Harvey Cushing, M.D., left his name as well as his mark on American medicine—Cushing’s disease, Cushing’s sign, Cushing’s syndrome and Cushing’s scissors. His pioneering innovations in anesthesia and surgical education are still practiced today. But Cushing’s prodigious talents found expression in yet another form: he was also a gifted medical illustrator.
A lecture last fall titled “Harvey Cushing: The Artist,” part of the Fulton-Cushing Lecture Series, explored this lesser-known aspect of the Cushing legacy. “Harvey Cushing was many things to many people: a master neurosurgeon, the father of endocrinology, but he was also a first-rate medical illustrator,” said Robert Udelsman, M.D., M.B.A., chair and the William H. Carmalt Professor of Surgery.
Cushing displayed artistic ability at an early age. A picture of a lion he drew at age 16 reveals the work of a precocious talent, far from the doodles of a typical teenage boy. Cushing’s sharp eye is also evident in sketches of his brother, Ned, and in pictures of the Cuban countryside he drew while on vacation in 1894.
But Cushing didn’t draw pictures just to entertain himself; his drawings served as a detailed record of what he observed. This artistic purpose became increasingly important to him when he enrolled in the Harvard Medical School and later, when he became a house pupil, as interns were then called, at the Massachusetts General Hospital.
Cushing “drew as a method of conveying what he saw on the clinical wards,” Udelsman said. One pen-and-ink drawing found in Cushing’s clinical notebook shows an elderly man with Cheyne-Stokes respiration. Another drawing depicts a man with a massive goiter that resembles a sack of potatoes.
Cushing’s artistic mentor was Max Brödel, known as the father of modern medical illustration. The two met at Johns Hopkins University, where Brödel had established the Department of Art as Applied to Medicine. Brödel taught Cushing his techniques, which included the use of chiaroscuro—contrasts between dark and light to achieve a sense of volume in depicting three-dimensional objects. Cushing, always a quick student, adopted this method and used it effectively to convey such images as a neurosurgeon’s-eye view of the human brain.

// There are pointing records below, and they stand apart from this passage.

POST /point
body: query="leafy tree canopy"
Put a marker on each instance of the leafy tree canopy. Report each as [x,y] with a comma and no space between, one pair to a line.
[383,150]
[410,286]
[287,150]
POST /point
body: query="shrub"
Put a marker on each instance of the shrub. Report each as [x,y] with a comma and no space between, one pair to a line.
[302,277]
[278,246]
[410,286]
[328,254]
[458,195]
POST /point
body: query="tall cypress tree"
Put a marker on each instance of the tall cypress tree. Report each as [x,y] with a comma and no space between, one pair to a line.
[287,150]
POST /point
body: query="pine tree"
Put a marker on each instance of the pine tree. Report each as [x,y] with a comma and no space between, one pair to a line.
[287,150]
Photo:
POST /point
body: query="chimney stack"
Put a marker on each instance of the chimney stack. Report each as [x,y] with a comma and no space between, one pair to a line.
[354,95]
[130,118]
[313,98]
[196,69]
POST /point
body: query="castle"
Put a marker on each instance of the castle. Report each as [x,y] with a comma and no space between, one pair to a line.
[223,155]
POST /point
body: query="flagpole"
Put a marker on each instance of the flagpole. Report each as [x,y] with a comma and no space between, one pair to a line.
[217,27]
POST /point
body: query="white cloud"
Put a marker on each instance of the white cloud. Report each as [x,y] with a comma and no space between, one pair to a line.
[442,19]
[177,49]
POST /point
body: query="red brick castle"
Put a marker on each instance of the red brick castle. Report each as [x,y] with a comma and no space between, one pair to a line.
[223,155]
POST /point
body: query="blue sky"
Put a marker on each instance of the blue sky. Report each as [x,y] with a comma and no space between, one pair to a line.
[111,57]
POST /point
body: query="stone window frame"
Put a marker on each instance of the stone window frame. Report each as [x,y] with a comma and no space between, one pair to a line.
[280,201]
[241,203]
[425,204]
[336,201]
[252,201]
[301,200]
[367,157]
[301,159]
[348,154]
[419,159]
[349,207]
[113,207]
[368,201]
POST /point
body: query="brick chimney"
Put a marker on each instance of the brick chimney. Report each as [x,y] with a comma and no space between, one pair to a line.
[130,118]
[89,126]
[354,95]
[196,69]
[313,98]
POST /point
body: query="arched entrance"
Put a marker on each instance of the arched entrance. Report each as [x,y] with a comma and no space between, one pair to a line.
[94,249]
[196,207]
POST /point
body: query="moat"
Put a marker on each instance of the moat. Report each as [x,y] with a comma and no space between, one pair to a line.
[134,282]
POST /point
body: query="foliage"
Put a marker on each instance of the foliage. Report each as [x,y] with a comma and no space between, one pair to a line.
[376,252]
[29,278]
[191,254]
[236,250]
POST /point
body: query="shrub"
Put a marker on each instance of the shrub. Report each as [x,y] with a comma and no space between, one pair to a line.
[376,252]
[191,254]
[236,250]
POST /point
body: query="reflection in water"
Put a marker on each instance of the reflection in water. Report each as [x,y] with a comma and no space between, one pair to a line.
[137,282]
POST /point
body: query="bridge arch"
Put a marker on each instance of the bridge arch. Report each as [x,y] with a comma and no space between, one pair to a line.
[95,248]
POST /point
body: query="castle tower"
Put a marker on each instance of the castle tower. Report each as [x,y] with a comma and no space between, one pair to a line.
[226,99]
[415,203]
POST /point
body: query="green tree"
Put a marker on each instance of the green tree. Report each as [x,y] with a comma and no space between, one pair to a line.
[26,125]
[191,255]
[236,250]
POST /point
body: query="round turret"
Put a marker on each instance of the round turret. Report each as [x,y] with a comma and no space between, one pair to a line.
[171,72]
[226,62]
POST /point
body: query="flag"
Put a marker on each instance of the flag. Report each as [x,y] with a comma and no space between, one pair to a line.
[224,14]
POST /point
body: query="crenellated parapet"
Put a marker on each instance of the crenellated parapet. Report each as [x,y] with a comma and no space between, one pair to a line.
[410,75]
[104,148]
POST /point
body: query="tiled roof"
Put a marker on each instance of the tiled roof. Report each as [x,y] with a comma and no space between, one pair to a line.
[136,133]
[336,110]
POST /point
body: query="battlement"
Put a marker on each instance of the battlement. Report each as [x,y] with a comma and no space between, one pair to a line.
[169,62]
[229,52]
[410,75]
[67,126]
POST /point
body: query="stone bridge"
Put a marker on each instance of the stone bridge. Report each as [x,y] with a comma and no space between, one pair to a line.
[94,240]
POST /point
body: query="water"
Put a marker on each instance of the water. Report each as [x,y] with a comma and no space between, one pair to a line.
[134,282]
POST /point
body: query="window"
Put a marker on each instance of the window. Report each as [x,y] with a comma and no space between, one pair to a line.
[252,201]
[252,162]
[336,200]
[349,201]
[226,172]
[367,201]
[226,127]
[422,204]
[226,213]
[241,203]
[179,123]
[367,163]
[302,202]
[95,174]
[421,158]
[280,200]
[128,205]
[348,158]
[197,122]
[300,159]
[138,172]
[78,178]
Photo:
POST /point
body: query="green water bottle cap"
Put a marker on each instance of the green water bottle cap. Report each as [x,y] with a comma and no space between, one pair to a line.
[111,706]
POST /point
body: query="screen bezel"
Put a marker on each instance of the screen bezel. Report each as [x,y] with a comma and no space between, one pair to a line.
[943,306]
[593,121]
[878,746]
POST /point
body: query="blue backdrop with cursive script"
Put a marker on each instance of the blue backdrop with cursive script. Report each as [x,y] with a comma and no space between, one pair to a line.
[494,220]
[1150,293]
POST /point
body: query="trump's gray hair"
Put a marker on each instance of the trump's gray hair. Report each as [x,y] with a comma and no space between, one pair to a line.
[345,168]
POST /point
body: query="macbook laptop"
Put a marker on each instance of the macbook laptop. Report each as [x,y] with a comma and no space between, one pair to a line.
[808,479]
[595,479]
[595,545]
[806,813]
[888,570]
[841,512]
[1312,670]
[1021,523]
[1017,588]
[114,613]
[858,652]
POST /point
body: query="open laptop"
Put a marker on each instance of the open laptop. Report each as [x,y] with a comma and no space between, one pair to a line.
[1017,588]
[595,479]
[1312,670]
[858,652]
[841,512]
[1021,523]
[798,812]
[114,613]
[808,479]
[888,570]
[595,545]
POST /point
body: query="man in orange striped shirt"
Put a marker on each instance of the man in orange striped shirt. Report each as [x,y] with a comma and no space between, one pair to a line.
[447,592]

As Cushing’s medical career progressed and his skills as an artist grew, he started making illustrations of the medical procedures he planned to use. One Cushing illustration shows a patient with a cleft palate; in the next drawing, one can see Cushing carefully working out his plans to perform the corrective operation.
Cushing was photographed often during his illustrious career; a familiar picture shows him in his dressing room after surgery, head bent over his pad. He’s still wearing surgical gloves as he sketches his operative findings. Today, doctors tape-record their clinical observations, but for Cushing, words and photographs fell short of what could be conveyed by a skilled illustrator—so he made sure he became one.